Genre: electronic, IDM, experimental

Bucharest, Romania

October 2009

Sandwiched between two white, plastic tiles, this innovatively packaged album is an interesting artefact of electronic music that spends a lot of its time experimenting with rhythm. I suppose one might characterize the clunky beats and sparse synths on this record as IDM, a description that's apt if incomplete.

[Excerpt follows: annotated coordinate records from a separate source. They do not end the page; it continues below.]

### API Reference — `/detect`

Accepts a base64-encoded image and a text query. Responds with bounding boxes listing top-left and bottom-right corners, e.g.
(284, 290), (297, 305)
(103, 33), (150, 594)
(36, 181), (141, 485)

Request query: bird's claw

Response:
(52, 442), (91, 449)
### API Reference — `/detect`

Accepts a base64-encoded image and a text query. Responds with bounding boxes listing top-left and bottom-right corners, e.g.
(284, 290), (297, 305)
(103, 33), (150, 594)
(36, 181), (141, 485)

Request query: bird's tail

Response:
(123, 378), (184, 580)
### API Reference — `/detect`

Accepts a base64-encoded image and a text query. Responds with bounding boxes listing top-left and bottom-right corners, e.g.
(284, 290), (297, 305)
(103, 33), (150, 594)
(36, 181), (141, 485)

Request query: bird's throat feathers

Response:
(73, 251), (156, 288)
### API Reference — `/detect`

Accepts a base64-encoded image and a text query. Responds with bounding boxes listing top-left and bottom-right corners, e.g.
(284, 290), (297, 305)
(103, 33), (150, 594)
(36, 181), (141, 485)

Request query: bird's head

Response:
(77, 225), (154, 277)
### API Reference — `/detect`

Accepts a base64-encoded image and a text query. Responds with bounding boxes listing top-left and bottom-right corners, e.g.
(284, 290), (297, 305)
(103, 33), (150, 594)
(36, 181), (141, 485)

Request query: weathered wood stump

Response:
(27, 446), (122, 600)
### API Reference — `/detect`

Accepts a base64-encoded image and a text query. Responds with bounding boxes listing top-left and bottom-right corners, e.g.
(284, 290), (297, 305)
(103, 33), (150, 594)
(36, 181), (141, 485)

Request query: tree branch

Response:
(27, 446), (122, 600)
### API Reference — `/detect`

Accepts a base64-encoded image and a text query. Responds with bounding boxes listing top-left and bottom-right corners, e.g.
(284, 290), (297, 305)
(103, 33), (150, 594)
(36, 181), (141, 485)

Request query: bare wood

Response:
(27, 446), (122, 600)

Bucharest-based Yvat (born Octavian Justinian Uta) has released scads of records over the past few years, and his experience shows on Gliae. He populates his compositions with glitchy, complex beats, carefully strewing melodies over top. On melodic tracks like "NAcc" (presumably a tribute to the nucleus accumbens) and sublimely urgent "Lemma," the combination is reminiscent of work by Bedouin Ascent and Autechre. On more rhythm-centric compositions, such as "Astern" and "ACTH," Uta shows off his skill at designing unconventional, stuttering beats. At its most intense moments, these tracks acquire a sort of mechanical quality, almost as if they were the percussive rhythms of a factory full of machinery. But it's the picture-perfect "Alar" which takes this record's crown; with a brilliantly ethereal synth-line as its motif, it bridges the gap between the synth-drenched prettiness of Orbital and the rhythmic complexity of Autechre - it's mesmerizing yet frustratingly short.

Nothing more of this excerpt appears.